Suburban Labyrinth
February 4, 2011
Friends driving down nondescript American roads. Mailboxes with open mouths casting moony shadows on lawns. Bushes trimmed and decorative trees padded with red mulch. Warping road stretching longingly towards the dark horizon.
Birch bark stands out like European cousins in your basement. We’ll play poker if it’s Jason’s. I will become aggressively competitive and beat my chest with conviction. Losing, I bring my party to the porch. We bum cigarettes, lighting them within the shelter of gnarled branches.

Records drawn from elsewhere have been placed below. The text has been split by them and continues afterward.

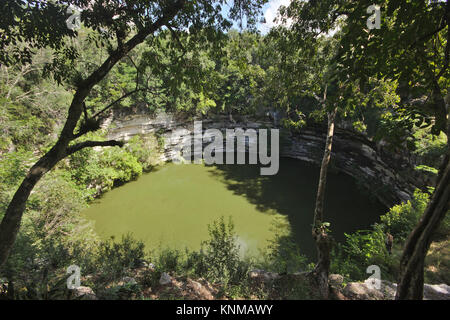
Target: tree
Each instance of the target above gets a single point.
(411, 48)
(307, 60)
(120, 26)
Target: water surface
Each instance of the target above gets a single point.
(173, 205)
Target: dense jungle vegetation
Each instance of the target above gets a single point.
(58, 88)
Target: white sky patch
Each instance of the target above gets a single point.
(271, 13)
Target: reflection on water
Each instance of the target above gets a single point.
(173, 205)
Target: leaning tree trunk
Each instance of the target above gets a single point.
(320, 235)
(410, 286)
(10, 224)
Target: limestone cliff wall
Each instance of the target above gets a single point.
(388, 178)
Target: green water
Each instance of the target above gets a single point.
(173, 205)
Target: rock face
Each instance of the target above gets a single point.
(367, 291)
(352, 153)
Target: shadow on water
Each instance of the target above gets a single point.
(291, 193)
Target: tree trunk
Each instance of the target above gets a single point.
(322, 239)
(410, 284)
(10, 224)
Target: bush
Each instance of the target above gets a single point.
(401, 219)
(283, 254)
(221, 253)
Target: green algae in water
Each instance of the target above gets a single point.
(173, 205)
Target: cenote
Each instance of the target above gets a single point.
(173, 205)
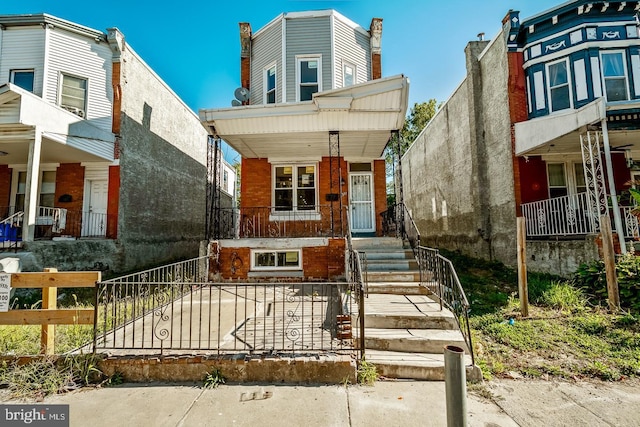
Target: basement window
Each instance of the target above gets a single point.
(276, 260)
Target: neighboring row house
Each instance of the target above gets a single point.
(311, 121)
(101, 164)
(545, 126)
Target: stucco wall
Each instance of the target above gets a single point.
(162, 170)
(458, 175)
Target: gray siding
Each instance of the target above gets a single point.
(76, 55)
(351, 46)
(23, 48)
(308, 36)
(266, 49)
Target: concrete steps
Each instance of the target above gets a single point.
(405, 330)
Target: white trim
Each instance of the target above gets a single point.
(618, 44)
(299, 60)
(284, 60)
(332, 51)
(254, 252)
(346, 63)
(623, 54)
(568, 84)
(299, 214)
(265, 80)
(373, 201)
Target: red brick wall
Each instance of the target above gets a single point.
(518, 113)
(376, 66)
(5, 188)
(318, 263)
(533, 179)
(113, 202)
(380, 192)
(70, 181)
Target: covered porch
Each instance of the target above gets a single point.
(578, 165)
(54, 170)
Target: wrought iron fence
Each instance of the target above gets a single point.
(176, 308)
(439, 276)
(570, 215)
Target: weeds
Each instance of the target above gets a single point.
(213, 379)
(367, 373)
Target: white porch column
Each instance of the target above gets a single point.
(612, 185)
(31, 190)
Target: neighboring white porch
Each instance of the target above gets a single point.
(35, 133)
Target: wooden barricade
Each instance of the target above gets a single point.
(49, 315)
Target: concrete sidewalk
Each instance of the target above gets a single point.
(388, 403)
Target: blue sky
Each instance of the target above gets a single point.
(194, 45)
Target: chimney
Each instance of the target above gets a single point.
(245, 55)
(375, 30)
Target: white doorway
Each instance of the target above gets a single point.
(94, 216)
(361, 201)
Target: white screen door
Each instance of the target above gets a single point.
(94, 219)
(361, 203)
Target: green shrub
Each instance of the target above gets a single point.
(592, 279)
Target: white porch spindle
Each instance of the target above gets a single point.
(593, 177)
(612, 186)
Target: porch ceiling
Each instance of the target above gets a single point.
(560, 133)
(66, 138)
(364, 115)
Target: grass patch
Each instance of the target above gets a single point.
(565, 335)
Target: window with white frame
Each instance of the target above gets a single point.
(309, 76)
(348, 74)
(23, 79)
(614, 74)
(558, 85)
(294, 187)
(557, 180)
(73, 94)
(270, 84)
(289, 259)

The smoke shakes new consciousness into the moment. Bleary eyes look to the sky in anticipation of a psychic event and return, reddened and heavy lidded to the circle of familiar faces. No speaking, only the shifting of weight, the scuffing of moss with worn sneakers — listening to bristling cattails egged to motion by the whir of cars.
Deep breaths and loaded looks at Thanksgiving. Old hurt and humiliation, wordless feelings, “She and he have changed.” Secrets suppressed in phantom adulthood cry for nighttime delusions. With each open mouthed sigh we release their spores to the air.
“This is, my Darlin’, home.”
“This is my darling home.”
Suburban labyrinths bleed the past and collect diseased platelets in above-ground pools and bird baths. We put cigarettes out in the blood. Callous, hallucinating, we forget we have bled it.
“Do it again tomorrow?”
Negotiating rides with meaningful eyes, we diverge into pairs to open new wounds.
Deep bass startles sleeping dogs. We plumet deep into the night.